Mark murmurs, “I know that feels awful—it freaked me out, too—but it happens all the time. It's no big deal. We're fine.”

We are? I stare at him. Already my back hurts again.
Third time's a charm
. This death could have been so clean, so quiet, nothingness. For four years, I have been waiting for something to finish me off, every day its own silly agony. I have thought more than once,
I cannot get through a lifetime of these days
; I panic if I think of myself having to go through this every day until I'm eighty. Won't the pills themselves kill me before then? Won't they stop working—and if they do, what will become of me? It is not at all outside the realm of possibility that I will take my own life. Here was fate's chance to finish me off. My temples are thumping louder than the plane's engine, because the only thing worse than having to face another day in this body on this earth is
today
being the day I get off.

Then we land. All around us is empty space, winter-dead farmland surrounding the concrete landing strip meant for just this defiance of nature's laws. Diego is exhilarated, talking faster than I've ever heard him, hot for his beer. Mark's steps are cautious. He does not let go of my arm. We stand blinking in the sunlight, three foreign islands, two joined precariously by the peninsula of Mark's clutching fingers. He is an expert at the way the velocity of one object impacts the larger field around it. Can he sense the plasma under my skin, the waves of Diego's lust piqued by our trespass into a space we didn't intend? Does he know that right now I want to smack the grin off Diego's face and bury my head in my staid husband's coat and hold on for dear life? Does he know that I am losing it already—the raw ability to feel that gripped me as the plane plummeted—that I am looking to him, desperately, to show me how to hang on?

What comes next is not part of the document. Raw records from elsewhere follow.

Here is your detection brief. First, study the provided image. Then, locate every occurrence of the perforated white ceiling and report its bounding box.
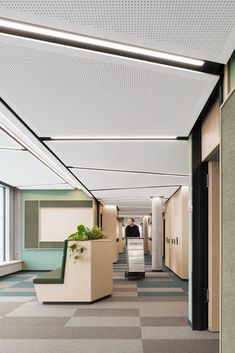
[93,187,178,199]
[71,169,188,190]
[47,141,188,175]
[0,128,23,150]
[0,0,235,63]
[0,35,218,137]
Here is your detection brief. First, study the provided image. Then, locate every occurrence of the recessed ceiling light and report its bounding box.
[0,18,205,66]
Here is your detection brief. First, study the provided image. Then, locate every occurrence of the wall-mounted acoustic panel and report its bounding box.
[0,128,23,150]
[47,141,188,175]
[71,167,188,191]
[0,150,63,188]
[0,34,219,137]
[39,207,93,242]
[0,0,235,63]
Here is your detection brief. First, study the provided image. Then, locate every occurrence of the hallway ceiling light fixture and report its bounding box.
[0,18,205,67]
[46,136,177,141]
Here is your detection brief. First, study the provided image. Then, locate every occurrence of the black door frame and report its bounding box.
[191,81,223,330]
[192,123,208,330]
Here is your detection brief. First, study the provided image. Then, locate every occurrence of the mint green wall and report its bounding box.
[221,89,235,353]
[229,53,235,91]
[188,135,193,322]
[20,190,91,270]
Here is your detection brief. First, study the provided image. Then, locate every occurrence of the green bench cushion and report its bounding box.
[33,240,68,284]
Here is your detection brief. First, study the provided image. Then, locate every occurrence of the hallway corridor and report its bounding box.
[0,254,219,353]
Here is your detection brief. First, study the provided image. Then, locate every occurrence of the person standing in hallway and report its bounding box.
[126,217,140,238]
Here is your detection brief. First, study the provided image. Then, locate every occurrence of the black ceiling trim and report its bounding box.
[0,18,223,75]
[0,146,26,152]
[68,166,188,177]
[189,76,223,135]
[17,182,70,188]
[0,97,98,201]
[40,136,188,142]
[91,184,181,192]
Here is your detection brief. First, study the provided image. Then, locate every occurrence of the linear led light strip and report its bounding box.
[0,119,91,196]
[0,18,205,66]
[48,136,177,141]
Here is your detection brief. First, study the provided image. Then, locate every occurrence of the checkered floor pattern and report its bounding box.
[0,250,219,353]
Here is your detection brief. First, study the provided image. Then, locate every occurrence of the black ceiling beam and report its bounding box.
[40,136,188,142]
[91,184,181,192]
[68,166,188,177]
[0,97,98,202]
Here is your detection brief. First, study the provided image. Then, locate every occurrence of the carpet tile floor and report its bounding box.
[0,254,219,353]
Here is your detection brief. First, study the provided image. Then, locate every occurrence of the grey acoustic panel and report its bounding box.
[0,35,218,137]
[47,141,188,175]
[24,201,39,249]
[71,167,188,191]
[221,89,235,353]
[0,128,23,150]
[0,0,235,63]
[40,200,93,208]
[0,150,63,188]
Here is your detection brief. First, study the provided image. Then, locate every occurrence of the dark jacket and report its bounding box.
[126,224,140,238]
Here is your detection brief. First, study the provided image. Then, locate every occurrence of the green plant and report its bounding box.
[68,224,104,262]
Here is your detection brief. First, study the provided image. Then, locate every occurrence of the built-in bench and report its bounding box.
[33,240,68,284]
[33,239,113,303]
[0,260,23,277]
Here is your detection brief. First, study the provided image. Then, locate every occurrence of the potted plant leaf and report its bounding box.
[68,224,104,262]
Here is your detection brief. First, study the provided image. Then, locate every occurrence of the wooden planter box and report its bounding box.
[35,239,113,302]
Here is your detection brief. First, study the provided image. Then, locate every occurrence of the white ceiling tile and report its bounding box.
[18,183,73,190]
[0,35,219,137]
[0,150,63,186]
[0,128,23,149]
[93,187,178,199]
[71,169,188,191]
[0,0,235,63]
[47,141,188,175]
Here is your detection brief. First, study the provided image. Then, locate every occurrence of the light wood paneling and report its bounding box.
[165,186,188,279]
[208,161,220,331]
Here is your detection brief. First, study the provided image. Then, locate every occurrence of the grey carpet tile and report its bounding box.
[0,280,17,290]
[113,286,137,292]
[8,302,78,317]
[140,316,189,327]
[0,302,22,316]
[74,308,140,317]
[104,295,188,302]
[140,339,219,353]
[0,339,143,353]
[66,316,140,327]
[0,316,68,331]
[0,326,141,340]
[141,326,219,341]
[0,295,34,303]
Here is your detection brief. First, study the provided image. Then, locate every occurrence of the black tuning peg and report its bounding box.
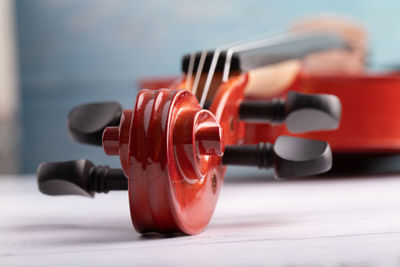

“I think I want to go back to the hotel.” My voice sounds weak.
My voice sounds like I feel
. If he will just come with me, I could collapse into his arms, I could cry and confess my fears. “I don't . . . really feel like partying right now.”

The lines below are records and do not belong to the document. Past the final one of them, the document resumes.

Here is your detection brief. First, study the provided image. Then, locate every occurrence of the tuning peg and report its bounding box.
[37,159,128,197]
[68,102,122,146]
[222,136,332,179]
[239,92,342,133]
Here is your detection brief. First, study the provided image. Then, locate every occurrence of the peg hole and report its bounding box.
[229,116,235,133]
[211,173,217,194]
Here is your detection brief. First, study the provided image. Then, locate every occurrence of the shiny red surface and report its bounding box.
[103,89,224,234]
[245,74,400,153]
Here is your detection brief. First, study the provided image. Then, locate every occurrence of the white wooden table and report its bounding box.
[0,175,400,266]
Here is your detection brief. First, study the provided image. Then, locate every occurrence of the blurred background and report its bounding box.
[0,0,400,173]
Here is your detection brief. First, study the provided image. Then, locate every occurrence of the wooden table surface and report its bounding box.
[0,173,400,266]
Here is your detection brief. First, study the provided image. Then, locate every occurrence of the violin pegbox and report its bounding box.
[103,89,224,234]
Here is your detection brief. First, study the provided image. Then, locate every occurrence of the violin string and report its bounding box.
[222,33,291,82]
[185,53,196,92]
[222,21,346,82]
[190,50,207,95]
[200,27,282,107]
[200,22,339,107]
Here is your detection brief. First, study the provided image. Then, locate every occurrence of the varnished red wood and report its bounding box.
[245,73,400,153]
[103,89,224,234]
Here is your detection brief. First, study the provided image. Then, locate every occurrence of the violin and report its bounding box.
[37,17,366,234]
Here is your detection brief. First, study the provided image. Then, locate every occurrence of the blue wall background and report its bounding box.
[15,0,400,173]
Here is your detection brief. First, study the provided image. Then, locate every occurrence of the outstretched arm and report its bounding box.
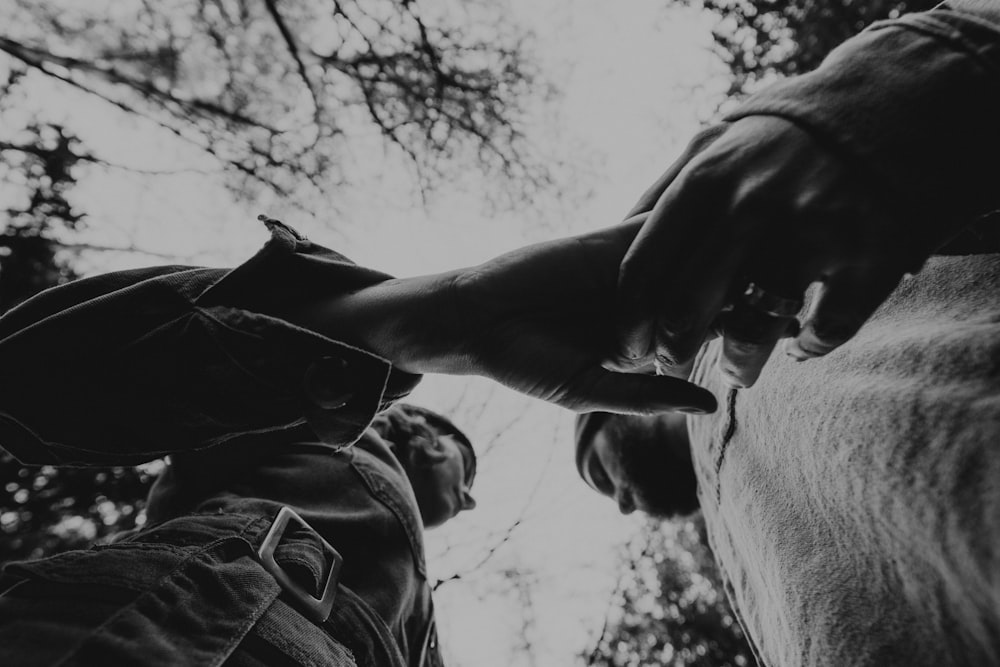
[0,220,715,465]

He nods. His eyes are on mine, and I feel something rising in me, Diego all but invisible now. Something is close to the surface—one stroke and it would all come pouring out.

“No problem,” Diego says. “We understand. I'll get you a cab.”

I start to cry then, right there. The tears come, and I think,
Last time I puke all over the man's house and now I'm blubbering over his airplane
. That is when I know the fissure has closed. Everything is clicking back into focus: Diego, this man who will be nothing in my life now, who could have been something else entirely, watching me, no doubt tired already of my foibles and departures. And Mark. Mark, whose nonjudgmental love is contingent on his being able to maintain a clinical distance, on not interfering with my data. He will never leave me for being sick, I realize abruptly. He will not leave me for refusing sex, for doing everything possible to keep myself from conceiving again, for the artificial tone of my voice or the oscillating concealment and outbursts of my pain. He observes me like his numbers, like his mother observed the rats—a bad run of luck cannot make him give up his project. I remember the earnest efforts of his tongue after the accident, his patience, his hope—love's experiment—and my inability to produce the waves that would prove he'd been there. Were he to come with me now, I would pour into him everything that felt so close to spilling. Then we would wake tomorrow with his expectation that life would go back to normal. He would have woken with the breakthrough behind him, and I would have woken with one good night behind me, and every other day stretched out like a war.